The plan would require continued reinvestment to maintain the proposed services, Crosbie said.
She also said children would benefit from Cooper's plan through foster and kinship care, as well as behavioral health support.
Botts said children living in emergency departments and the offices of the NCDHHS Division of Social Services is a big problem in North Carolina. He said he likes that Cooper has highlighted it as a significant issue where the state needs to direct attention and resources.
“I don't think that's a problem that will be overcome or resolved from well-meaning previous initiatives that have attempted to deal with that,” Botts said. “I think you need a more systemic and more broad and deep attack on that issue for us to really make some headway on it.”
Caitlin Fenhagen, the director of the Orange County Criminal Justice Resource Department, said one of the most impressive aspects of the plan is that it specifically addresses the intersection between behavioral health and the justice system.

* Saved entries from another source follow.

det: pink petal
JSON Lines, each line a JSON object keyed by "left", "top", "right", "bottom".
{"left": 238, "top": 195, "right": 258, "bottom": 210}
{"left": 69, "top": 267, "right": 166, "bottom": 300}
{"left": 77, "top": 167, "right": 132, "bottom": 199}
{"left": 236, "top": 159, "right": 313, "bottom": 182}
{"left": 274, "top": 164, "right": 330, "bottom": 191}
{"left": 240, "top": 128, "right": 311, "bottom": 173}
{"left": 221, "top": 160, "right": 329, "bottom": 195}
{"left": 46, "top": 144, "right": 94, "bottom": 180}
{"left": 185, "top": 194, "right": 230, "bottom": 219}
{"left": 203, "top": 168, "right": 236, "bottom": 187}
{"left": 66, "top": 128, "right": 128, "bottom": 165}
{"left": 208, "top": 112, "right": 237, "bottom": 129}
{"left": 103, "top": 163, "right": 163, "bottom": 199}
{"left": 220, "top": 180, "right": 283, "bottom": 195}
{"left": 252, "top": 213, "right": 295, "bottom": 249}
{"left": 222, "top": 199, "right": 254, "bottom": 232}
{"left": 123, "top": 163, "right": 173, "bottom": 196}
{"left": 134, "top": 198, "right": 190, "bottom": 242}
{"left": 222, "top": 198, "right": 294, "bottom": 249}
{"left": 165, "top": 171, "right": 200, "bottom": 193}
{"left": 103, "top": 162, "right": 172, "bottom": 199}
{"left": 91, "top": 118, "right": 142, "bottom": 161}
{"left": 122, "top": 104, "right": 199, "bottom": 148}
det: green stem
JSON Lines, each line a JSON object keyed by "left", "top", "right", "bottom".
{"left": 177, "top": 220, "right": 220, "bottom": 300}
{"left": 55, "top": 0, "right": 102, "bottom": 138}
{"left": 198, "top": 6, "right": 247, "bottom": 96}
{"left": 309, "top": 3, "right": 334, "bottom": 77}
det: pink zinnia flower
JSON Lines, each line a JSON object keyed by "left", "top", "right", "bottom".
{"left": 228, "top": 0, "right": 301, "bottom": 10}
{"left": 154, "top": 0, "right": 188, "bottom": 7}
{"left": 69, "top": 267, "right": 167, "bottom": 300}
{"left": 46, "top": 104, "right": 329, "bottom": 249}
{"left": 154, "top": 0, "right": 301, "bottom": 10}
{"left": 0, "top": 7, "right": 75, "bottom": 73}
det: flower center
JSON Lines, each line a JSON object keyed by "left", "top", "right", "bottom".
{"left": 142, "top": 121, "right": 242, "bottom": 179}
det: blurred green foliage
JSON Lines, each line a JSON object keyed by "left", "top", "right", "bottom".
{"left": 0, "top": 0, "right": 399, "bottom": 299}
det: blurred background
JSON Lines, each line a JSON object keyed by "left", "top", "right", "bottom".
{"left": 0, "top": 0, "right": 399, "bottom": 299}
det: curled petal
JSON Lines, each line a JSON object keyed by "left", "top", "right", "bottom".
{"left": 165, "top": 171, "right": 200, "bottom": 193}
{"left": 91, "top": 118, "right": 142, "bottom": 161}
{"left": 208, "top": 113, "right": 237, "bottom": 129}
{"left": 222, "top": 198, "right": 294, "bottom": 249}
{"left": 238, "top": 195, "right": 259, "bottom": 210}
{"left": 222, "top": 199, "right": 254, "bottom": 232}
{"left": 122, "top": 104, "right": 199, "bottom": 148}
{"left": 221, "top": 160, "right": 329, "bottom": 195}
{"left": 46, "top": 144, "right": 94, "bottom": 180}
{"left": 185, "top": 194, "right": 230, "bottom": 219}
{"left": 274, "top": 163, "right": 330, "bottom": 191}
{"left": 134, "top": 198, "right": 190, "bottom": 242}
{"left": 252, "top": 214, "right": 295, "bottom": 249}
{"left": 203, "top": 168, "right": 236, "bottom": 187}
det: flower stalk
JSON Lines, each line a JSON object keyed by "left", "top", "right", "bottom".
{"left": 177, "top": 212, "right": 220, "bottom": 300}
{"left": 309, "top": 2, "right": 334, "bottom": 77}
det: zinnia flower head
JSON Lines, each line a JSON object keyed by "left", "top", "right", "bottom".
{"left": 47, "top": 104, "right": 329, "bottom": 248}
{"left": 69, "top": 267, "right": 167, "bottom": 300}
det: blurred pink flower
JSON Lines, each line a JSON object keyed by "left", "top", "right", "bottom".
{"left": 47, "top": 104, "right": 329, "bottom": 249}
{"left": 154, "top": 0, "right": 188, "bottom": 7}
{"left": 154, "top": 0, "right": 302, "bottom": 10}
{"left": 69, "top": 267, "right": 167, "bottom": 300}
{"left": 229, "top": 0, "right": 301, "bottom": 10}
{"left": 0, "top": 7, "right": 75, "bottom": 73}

Fenhagen said her department's mission is to support people impacted by the justice system.
Both crisis diversion facilities and mobile crisis units are projects mentioned in the report that the CJRD has already been working on, according to Fenhagen.
Though Orange County has already invested some in behavioral health, Fenhagen said the plan would transform and sustain the work that the county does.

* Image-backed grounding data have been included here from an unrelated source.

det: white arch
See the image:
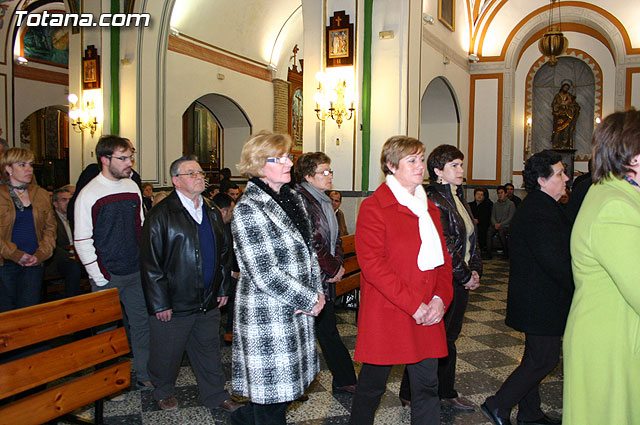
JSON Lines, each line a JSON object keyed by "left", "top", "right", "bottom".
{"left": 420, "top": 76, "right": 461, "bottom": 154}
{"left": 502, "top": 7, "right": 626, "bottom": 69}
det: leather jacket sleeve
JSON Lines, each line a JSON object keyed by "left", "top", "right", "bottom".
{"left": 140, "top": 209, "right": 172, "bottom": 313}
{"left": 427, "top": 185, "right": 482, "bottom": 285}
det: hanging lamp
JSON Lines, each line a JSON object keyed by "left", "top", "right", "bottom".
{"left": 538, "top": 0, "right": 568, "bottom": 66}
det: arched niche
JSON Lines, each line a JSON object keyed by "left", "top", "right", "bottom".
{"left": 182, "top": 94, "right": 251, "bottom": 180}
{"left": 531, "top": 57, "right": 595, "bottom": 157}
{"left": 420, "top": 77, "right": 460, "bottom": 156}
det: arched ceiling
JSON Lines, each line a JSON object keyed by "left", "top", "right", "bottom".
{"left": 466, "top": 0, "right": 639, "bottom": 59}
{"left": 170, "top": 0, "right": 301, "bottom": 66}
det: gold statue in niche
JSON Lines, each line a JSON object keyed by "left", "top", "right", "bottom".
{"left": 551, "top": 81, "right": 580, "bottom": 149}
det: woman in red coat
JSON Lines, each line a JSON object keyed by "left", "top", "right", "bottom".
{"left": 350, "top": 136, "right": 453, "bottom": 425}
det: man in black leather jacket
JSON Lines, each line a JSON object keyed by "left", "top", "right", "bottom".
{"left": 141, "top": 156, "right": 241, "bottom": 413}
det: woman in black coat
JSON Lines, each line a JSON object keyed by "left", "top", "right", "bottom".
{"left": 481, "top": 150, "right": 573, "bottom": 425}
{"left": 399, "top": 144, "right": 482, "bottom": 411}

“We need to make this investment because we want to keep our state and our local communities healthier,” she said.
Cooper’s plan is worth investing in, Crosbie said, because people need behavioral health services.
“If we get people into behavioral health services when they need it, it helps people have better lives, it helps their families, it helps them move into recovery, it helps overburdened communities,” she said. “So investing in behavioral health is just really good for the state as whole.”